La charia n’est pas une foi intime ou une spiritualité personnelle comparable à une pratique religieuse privée. Elle constitue un corpus juridique, social et politique visant à organiser la société dans son ensemble. Elle prétend régir la loi, la morale, les rapports entre les sexes, la liberté de conscience et l’usage de la contrainte. L’idée qu’elle doive s’appliquer « dans le monde entier » traduit une ambition universaliste autoritaire, qui nie par principe le pluralisme des sociétés et la souveraineté des peuples.
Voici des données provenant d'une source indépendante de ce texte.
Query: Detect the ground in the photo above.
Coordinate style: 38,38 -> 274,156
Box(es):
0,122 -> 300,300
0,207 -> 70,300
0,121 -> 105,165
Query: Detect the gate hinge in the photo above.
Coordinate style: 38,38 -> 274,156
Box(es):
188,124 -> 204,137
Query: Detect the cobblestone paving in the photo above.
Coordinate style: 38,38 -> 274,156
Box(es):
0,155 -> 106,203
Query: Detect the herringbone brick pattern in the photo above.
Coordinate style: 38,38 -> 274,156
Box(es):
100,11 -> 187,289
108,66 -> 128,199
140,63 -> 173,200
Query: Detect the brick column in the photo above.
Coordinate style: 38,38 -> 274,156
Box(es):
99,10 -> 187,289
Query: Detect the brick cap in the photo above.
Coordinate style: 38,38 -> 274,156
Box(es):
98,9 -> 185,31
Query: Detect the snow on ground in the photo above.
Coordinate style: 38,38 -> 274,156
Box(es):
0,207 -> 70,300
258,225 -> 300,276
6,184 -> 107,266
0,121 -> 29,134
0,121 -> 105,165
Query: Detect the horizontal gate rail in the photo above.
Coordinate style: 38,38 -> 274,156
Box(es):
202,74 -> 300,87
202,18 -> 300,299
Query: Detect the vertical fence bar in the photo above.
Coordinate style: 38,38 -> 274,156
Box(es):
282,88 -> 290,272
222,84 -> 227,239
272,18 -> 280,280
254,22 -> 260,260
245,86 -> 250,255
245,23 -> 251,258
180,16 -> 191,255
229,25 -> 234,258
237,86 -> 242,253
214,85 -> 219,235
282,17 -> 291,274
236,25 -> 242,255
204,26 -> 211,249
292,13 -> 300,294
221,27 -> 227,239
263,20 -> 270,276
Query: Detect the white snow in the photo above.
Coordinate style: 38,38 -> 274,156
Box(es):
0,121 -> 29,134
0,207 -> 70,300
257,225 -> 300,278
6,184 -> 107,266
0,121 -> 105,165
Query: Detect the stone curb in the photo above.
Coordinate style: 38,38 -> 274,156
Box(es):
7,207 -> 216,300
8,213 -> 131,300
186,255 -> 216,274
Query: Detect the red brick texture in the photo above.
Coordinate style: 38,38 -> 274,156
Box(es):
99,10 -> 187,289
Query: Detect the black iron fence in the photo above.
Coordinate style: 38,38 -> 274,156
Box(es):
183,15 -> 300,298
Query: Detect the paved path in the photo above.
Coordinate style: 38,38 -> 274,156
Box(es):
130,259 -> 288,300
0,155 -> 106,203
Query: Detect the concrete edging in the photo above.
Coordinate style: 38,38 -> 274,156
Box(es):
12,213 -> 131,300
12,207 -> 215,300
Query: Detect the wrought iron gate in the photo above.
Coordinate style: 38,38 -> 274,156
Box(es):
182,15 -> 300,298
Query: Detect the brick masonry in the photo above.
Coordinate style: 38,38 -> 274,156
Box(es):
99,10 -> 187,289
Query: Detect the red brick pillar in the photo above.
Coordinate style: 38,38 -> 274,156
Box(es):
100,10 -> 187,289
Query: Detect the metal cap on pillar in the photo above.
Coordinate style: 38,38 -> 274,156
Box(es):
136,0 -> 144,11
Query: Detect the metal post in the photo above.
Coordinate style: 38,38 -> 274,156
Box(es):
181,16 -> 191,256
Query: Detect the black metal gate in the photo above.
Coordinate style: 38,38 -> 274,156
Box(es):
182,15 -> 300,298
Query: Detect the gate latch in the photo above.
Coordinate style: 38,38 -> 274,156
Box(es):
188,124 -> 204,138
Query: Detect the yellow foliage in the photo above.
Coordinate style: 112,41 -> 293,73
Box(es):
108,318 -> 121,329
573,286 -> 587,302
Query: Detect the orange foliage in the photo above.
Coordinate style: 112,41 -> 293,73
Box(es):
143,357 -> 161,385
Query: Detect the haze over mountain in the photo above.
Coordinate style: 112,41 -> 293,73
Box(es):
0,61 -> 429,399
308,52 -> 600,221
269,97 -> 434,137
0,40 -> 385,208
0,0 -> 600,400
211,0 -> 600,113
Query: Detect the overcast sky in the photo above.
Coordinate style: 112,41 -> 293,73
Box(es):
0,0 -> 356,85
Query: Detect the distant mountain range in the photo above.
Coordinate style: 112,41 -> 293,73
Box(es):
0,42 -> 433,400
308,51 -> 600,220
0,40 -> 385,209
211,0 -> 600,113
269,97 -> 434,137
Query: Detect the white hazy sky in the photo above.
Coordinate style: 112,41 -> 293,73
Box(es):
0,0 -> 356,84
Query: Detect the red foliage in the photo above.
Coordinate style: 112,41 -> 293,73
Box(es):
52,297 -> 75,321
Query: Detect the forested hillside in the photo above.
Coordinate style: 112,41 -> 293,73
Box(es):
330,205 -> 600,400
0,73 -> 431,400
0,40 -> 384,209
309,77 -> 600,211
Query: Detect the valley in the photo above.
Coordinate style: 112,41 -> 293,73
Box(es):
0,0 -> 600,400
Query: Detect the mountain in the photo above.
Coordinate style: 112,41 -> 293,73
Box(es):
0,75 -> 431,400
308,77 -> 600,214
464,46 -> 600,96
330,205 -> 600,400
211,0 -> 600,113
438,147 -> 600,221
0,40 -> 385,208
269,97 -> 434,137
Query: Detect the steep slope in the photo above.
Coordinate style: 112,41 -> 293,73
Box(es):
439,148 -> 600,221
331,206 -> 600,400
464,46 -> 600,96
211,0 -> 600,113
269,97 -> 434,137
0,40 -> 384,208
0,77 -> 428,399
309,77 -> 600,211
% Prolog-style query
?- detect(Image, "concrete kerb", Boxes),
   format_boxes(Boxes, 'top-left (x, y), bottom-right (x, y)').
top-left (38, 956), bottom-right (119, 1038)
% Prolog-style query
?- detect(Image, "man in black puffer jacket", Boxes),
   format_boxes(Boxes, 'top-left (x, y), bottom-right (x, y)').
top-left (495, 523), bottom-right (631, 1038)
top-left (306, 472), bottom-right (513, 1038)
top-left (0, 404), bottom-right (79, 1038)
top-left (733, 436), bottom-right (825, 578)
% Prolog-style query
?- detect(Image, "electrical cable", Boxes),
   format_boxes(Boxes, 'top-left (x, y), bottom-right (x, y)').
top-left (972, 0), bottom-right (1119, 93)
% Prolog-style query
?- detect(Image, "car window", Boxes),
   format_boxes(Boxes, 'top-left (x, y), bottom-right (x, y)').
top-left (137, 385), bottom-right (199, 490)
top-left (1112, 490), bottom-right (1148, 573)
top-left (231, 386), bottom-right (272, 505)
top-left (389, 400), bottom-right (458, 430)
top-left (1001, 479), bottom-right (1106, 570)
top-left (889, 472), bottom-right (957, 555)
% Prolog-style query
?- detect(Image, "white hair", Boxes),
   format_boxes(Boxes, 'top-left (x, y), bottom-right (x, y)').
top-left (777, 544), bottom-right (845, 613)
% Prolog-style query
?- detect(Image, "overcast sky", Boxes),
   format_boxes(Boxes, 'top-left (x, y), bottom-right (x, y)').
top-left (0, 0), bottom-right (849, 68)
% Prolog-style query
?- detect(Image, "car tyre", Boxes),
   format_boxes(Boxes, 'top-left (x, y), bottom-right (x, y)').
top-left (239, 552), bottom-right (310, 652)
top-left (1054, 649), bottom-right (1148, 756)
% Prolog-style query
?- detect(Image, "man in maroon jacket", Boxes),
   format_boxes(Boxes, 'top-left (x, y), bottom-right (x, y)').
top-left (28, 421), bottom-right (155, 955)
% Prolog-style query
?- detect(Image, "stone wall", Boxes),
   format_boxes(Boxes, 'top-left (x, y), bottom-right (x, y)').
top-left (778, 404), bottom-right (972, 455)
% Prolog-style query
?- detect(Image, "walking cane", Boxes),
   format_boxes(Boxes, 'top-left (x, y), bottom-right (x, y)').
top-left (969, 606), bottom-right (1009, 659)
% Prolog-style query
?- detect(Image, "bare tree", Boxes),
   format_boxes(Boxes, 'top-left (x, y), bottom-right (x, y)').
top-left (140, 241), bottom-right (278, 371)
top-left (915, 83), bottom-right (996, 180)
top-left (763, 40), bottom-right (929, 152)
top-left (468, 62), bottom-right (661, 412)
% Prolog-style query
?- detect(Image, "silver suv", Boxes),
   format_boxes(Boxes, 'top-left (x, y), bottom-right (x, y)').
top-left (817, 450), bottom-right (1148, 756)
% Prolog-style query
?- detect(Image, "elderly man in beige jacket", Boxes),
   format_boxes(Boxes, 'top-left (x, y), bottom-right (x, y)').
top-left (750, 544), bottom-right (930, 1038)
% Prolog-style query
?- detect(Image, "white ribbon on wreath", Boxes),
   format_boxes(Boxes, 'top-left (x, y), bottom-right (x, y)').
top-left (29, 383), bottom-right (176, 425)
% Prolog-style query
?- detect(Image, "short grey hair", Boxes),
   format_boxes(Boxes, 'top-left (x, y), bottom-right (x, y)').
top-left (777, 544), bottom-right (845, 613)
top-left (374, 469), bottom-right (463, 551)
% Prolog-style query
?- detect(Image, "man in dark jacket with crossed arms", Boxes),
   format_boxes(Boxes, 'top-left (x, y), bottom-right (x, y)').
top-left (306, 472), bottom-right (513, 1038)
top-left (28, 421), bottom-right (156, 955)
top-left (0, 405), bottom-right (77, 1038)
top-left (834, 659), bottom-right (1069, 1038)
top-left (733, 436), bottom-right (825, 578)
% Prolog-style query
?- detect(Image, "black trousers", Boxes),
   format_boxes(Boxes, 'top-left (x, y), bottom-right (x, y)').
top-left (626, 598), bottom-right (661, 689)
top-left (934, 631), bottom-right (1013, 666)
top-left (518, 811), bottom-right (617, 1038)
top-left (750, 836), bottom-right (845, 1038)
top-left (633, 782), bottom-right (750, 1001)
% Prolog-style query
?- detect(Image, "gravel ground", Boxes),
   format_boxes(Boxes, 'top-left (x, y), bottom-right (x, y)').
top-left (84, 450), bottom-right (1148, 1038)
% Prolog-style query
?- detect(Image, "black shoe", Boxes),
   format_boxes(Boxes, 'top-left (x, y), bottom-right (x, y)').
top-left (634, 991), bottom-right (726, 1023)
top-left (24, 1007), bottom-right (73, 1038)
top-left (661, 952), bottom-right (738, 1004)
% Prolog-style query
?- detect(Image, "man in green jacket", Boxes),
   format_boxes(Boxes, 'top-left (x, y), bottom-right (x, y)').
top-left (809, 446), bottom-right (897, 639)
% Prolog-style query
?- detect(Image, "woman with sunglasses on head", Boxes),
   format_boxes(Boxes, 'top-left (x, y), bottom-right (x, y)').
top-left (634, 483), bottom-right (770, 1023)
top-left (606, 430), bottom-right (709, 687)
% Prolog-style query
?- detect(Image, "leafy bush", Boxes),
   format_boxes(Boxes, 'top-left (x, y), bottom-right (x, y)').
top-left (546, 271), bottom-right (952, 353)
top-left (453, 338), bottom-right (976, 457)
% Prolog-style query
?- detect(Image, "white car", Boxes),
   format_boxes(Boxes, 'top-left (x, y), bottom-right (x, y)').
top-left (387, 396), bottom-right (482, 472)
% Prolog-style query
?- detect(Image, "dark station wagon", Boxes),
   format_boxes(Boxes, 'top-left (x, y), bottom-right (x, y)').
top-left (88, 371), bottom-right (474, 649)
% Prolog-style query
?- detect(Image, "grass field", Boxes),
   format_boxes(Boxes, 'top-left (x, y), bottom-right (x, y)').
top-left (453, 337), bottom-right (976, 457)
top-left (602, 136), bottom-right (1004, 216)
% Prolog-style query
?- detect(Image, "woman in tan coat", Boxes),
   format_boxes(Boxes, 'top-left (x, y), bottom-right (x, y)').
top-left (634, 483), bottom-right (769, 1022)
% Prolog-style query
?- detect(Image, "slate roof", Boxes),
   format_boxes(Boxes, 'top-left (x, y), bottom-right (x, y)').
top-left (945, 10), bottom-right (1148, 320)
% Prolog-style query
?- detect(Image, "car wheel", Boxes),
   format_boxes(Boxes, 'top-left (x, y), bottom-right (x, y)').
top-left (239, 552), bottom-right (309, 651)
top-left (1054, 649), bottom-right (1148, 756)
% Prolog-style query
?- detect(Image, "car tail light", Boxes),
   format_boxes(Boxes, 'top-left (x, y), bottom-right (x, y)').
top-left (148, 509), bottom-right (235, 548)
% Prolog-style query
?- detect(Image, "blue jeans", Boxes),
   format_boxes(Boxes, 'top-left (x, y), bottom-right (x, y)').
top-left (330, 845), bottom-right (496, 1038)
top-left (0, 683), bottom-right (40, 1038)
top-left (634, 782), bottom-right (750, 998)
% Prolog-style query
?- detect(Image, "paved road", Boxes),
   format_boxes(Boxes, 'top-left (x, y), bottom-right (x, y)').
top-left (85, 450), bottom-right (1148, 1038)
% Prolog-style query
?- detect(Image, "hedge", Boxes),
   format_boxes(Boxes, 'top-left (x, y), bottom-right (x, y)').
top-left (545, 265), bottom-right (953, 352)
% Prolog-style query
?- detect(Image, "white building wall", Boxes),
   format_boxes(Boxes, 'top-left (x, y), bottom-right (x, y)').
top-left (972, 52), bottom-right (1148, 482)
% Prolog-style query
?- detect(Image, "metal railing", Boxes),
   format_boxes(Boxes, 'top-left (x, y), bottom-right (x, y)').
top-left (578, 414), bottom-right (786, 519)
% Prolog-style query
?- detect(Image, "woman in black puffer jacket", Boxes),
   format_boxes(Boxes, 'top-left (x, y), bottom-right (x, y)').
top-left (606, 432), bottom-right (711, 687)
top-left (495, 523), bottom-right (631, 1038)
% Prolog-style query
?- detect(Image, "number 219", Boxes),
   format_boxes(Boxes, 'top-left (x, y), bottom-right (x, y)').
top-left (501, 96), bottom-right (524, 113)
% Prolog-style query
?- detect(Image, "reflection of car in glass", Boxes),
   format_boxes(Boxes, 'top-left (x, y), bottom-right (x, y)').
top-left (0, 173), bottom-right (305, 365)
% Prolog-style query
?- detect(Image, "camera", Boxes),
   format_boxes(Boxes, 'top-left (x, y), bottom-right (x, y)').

À ce titre, l’adhésion à la charia comme norme globale n’est pas compatible avec l’acceptation sincère de la démocratie libérale, où la loi est produite par les citoyens, amendable, contestable et indépendante de toute autorité religieuse.
La France repose sur un socle historique et civilisationnel précis : la primauté du droit civil, la laïcité, l’égalité entre les citoyens, la liberté d’expression, y compris celle de blasphémer, et l’émancipation de l’individu face aux dogmes. Ces principes ne sont ni accessoires ni négociables. Ils sont le fruit de siècles de combats contre l’arbitraire religieux et politique.
La charia, dans ses fondements, nie ces acquis. Elle institue une hiérarchie entre les sexes, entre les croyants et les non-croyants, criminalise l’apostasie et subordonne la loi humaine à une loi prétendument divine. Il ne s’agit pas d’une différence de sensibilité, mais d’une opposition radicale de visions du monde.
La coexistence pacifique ne peut exister sans un cadre partagé. Or accepter sur le territoire français des courants idéologiques qui considèrent la loi républicaine comme illégitime ou provisoire revient à fragiliser l’autorité même de l’État. Une société ne peut survivre durablement si une part significative de sa population adhère à des normes censées remplacer celles de la nation qui l’accueille.
Le discours consistant à minimiser cette réalité au nom de la tolérance relève d’un aveuglement coupable. La tolérance n’est pas l’abdication. Elle cesse d’être une vertu lorsqu’elle devient une faiblesse face à des idéologies qui, par essence, refusent toute réciprocité.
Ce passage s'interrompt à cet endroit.